Esse disco tem essa misturada toda, mas quando chegou no de 1983, o Max me pediu: “Marcos, você e Lincoln (Olivetti) juntos vão botar pra quebrar! Porque é uma linguagem parecida, estão na mesma direção. Ele com essa coisa dos metais, somado aos seus teclados, vai dar uma coisa fantástica”. Topei imediatamente porque eu era fã do Lincoln, ele era meu fã. Aí o disco toma essa forma mais dançante, mais energética, do ritmo prevalecendo. Com os metais do Lincoln isso aparece mais.
E é verdade que Estrelar quase não entrou no disco?
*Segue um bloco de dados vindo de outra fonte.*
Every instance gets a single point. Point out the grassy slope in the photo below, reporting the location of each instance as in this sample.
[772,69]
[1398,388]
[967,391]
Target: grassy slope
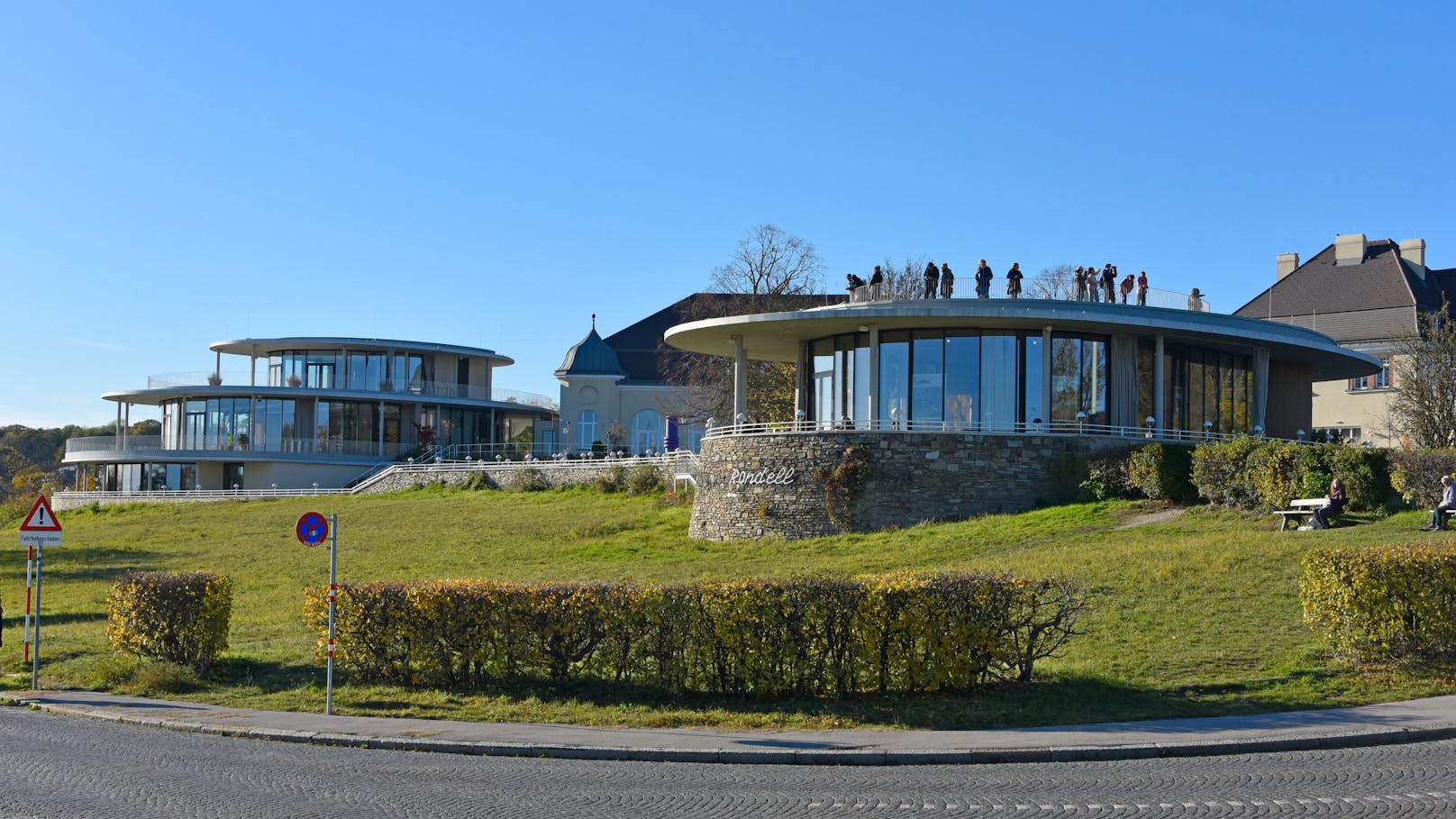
[1194,615]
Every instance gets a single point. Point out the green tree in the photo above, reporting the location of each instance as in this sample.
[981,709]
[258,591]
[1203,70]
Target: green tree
[1424,372]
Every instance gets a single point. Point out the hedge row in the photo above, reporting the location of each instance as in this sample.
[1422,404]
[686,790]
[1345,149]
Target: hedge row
[1417,474]
[1382,602]
[804,636]
[179,616]
[1251,472]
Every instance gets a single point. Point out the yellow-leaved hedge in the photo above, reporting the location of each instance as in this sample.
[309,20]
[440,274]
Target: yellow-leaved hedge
[179,616]
[1382,602]
[801,636]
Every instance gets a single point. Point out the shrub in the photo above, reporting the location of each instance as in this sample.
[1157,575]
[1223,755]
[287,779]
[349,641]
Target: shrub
[527,479]
[1162,471]
[1106,479]
[644,478]
[177,616]
[1417,474]
[612,481]
[1387,602]
[804,636]
[1224,476]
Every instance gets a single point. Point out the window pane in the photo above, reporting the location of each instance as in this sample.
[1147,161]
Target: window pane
[928,378]
[962,378]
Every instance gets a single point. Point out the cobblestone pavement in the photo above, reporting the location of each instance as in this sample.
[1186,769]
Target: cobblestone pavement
[60,767]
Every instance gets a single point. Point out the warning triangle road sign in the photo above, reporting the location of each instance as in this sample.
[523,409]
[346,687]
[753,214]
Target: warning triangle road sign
[41,517]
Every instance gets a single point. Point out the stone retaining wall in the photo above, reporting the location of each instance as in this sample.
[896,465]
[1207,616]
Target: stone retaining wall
[758,486]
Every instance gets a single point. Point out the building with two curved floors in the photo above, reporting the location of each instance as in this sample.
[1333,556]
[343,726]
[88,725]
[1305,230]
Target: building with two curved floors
[303,413]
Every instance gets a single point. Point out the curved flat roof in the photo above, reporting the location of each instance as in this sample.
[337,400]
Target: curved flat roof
[777,337]
[262,347]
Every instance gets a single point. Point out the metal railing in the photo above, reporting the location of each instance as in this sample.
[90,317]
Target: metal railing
[284,446]
[976,427]
[424,389]
[1034,289]
[196,495]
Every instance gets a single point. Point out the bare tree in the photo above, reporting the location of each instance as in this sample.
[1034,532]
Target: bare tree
[769,271]
[1424,375]
[769,262]
[905,280]
[1054,283]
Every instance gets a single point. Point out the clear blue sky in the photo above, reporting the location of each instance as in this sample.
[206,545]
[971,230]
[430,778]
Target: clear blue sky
[175,174]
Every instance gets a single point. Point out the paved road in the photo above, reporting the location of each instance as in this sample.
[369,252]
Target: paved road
[70,769]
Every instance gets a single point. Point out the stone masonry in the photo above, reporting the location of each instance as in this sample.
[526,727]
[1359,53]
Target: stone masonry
[758,486]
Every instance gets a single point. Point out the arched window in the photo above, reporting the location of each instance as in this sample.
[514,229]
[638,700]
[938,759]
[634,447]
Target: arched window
[647,432]
[587,429]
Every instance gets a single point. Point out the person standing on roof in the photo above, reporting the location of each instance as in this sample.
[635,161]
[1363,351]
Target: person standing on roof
[1014,278]
[983,280]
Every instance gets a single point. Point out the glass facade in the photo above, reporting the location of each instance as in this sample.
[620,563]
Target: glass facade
[364,372]
[1002,380]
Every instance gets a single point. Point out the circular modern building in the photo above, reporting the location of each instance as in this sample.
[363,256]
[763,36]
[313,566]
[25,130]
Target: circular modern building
[305,411]
[973,405]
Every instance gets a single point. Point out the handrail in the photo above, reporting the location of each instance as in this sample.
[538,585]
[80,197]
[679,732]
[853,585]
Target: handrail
[976,427]
[1031,289]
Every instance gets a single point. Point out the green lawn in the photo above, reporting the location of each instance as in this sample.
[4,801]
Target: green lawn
[1194,615]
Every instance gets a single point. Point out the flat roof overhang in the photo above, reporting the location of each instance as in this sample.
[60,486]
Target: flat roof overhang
[778,337]
[262,347]
[158,396]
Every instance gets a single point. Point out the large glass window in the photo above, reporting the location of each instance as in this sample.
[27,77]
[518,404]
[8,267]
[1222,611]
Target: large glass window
[928,378]
[586,429]
[999,380]
[822,360]
[895,377]
[1079,380]
[647,432]
[962,378]
[1034,370]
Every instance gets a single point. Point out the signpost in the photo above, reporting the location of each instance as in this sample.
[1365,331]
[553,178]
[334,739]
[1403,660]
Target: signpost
[40,529]
[312,529]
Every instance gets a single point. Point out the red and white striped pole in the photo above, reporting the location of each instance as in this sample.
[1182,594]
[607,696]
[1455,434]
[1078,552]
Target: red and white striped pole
[333,595]
[30,570]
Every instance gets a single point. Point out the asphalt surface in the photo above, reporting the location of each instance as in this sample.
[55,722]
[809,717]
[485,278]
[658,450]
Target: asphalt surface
[1417,720]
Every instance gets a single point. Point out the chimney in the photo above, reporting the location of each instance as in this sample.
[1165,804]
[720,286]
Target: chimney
[1285,264]
[1414,251]
[1349,248]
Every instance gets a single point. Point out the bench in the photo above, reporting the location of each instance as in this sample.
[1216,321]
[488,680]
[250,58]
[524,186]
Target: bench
[1299,510]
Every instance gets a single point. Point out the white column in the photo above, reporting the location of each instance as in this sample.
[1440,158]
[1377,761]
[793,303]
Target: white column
[1261,387]
[740,379]
[1160,411]
[1046,377]
[874,377]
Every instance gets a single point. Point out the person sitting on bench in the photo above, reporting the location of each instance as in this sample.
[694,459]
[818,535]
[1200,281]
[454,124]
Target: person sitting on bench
[1448,503]
[1334,505]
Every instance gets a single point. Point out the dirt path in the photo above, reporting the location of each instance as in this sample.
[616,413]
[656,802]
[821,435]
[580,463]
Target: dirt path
[1151,517]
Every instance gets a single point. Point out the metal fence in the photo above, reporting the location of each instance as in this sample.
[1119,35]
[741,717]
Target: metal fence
[978,427]
[1042,289]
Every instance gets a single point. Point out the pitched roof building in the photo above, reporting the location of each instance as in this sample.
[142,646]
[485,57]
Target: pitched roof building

Isso, porque o Estrelar tinha sido uma das últimas músicas que eu gravei com o Leon. Eu cheguei aqui em 1980, tive esse reencontro com o Rio, voltei para lá, trabalhei em algumas músicas – inclusive Estrelar – e voltei. Aí fiz um demo. Como o Leon tinha uma editora dentro da A&M Records, tínhamos um estúdio à nossa disposição para o que fazia com ele. Era só chegar lá e chamar a moçada para gravar com a gente. A gente fez a demo de Estrelar e trouxe essa gravação, mas ela já pronta, mixada. Mostrei para o Max e para o Lincoln. E eles se apaixonaram pela música. Isso na época do segundo disco. Engraçado que não mostrei para eles no primeiro disco, guardei.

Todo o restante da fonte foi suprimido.